In a most unusual way, American scholar Michael Pillsbury, has set about analyzing what makes the Chinese leadership tick. The result appears in a study, "China Debates the Future Security Environment," for the National Defense University (NDU) in Washington.

The secrecy of Beijing's operations is hard, if not impossible to crack. What Dr. Pillsbury and his colleagues have done is to select more than 600 excerpts from papers published by 200 Chinese experts between 1994 and 1999. They include military officers and civilian analysts in Army and other government research institutes. They reflect, as they probably help to form, the intellectual climate in which policy is made.

It is an odd, even bizarre, picture the Chinese have of the US.

They revile the US as ruthlessly using its superpower strength to do whatever it wants, grabbing natural resources as, for instance, the oil of Central Asia - despoiling Russia and denying China access to this energy pool. It seeks to weaken China and is ready, together with India, to detach Tibet and Xinjiang, where it would try to set up no-fly zones as it has in Iraq.

Nor is Washington any more considerate of its allies, in the view of these Chinese experts. For them, the conflicts in Bosnia and Kosovo reveal the American struggle with the EU to dominate Europe and to redivide the former Soviet sphere of influence. American strategy is marked by diabolical cunning: such as tricking Saddam Hussein into invading Kuwait so that the US could dismantle Iraq's growing power. Its phony "star wars" scheme drove the Soviet Union to bankruptcy. Now they see America's theater missile-defense plan as a design to drag China into a similarly disastrous arms race.

One of Washington's most sinister devices, in the Chinese view, is its profession of "peaceful evolution," designed to undermine China through friendliness, exchange programs, and such.

However, they see American power declining. In fact, they suggest, it barely won the Gulf War. One Chinese scholar wrote, the US even seems to be "ceding skyscraper supremacy to the East" (referring undoubtedly to the world's tallest buildings in Kuala Lumpur).

The Chinese consensus is that in 20 or 30 years a new multipolar world will see a balance of equals: the US, China, Japan, Russia, and Europe. China will then play a chess game of statecraft with coalitions and alliances in pursuit of its goals.

Meanwhile, these Chinese scholars see a turbulent transition period of local wars in which China will be forced to defend its borders - especially if Taiwan declared its independence and the US, Japan, and others intervened. This calls for resource allocation now, they conclude.

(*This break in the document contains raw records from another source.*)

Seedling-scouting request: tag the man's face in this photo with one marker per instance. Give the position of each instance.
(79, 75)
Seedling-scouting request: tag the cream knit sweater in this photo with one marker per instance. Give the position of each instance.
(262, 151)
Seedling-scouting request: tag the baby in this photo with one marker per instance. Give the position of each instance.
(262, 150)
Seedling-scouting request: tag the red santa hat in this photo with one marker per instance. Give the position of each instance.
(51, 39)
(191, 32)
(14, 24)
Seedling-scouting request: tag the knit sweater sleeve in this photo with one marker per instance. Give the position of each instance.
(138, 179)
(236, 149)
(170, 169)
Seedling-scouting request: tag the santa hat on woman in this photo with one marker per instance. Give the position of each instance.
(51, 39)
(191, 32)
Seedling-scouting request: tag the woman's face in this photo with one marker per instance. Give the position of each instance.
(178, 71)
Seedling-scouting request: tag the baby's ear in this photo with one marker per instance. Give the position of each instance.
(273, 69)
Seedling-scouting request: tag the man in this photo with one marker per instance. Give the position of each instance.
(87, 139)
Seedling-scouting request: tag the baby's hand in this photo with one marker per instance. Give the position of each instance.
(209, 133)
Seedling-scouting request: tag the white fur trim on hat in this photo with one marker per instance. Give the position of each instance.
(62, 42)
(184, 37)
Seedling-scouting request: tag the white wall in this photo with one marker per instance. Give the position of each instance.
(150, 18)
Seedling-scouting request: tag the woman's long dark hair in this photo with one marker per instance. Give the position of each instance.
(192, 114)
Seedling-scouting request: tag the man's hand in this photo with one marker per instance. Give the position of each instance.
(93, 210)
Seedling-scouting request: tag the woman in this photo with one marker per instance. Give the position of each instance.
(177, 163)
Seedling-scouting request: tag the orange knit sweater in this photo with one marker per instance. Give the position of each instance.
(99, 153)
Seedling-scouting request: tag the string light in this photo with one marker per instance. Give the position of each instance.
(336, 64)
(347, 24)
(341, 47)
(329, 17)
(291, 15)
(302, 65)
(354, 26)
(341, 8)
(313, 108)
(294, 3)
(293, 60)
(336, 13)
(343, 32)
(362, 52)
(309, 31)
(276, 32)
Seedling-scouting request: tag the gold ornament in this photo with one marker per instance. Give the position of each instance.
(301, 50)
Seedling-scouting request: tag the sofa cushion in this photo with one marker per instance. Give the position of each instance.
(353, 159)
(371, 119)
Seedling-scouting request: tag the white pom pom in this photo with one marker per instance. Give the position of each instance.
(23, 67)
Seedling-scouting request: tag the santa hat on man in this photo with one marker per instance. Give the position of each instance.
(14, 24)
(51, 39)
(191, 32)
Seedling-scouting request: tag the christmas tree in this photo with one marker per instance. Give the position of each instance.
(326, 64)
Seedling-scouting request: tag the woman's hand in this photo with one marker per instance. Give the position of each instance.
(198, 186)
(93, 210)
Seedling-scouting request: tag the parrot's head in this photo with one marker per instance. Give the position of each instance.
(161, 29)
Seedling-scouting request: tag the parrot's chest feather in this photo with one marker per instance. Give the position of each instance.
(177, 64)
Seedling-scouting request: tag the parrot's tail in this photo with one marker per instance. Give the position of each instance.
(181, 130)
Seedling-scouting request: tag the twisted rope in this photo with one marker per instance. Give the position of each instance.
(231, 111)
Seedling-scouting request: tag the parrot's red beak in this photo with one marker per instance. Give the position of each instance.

There are three schools of Chinese strategic thought. One, a minority view, urges development of radical new weapons to leapfrog US superiority. A second group, including most high military commanders, wants preparation for local war with improved training, weapons, and equipment and complains about not getting the necessary money and technical support. The third, which probably gets the greater part of China's defense investment, endorses Mao Zedong's concept of People's War. It prefers to maintain the world's largest standing army and a national mobilization for wartime defense industry - the status quo.

Overall, the thrust of China's strategic thinking is defensive. But it is hard to see where this leads in concrete terms. The authors of the quite remarkable NDU study report that some of the Chinese experts interviewed thought part of the material was drivel, but declined to put their dissent in writing.

What emerges is a picture of confusion, short-term thinking, and a decision process befuddled by dogma. This may not be totally unfamiliar in Washington, but it leaves China inscrutable as ever.

*Richard C. Hottelet, a longtime foreign correspondent for CBS, writes on world affairs.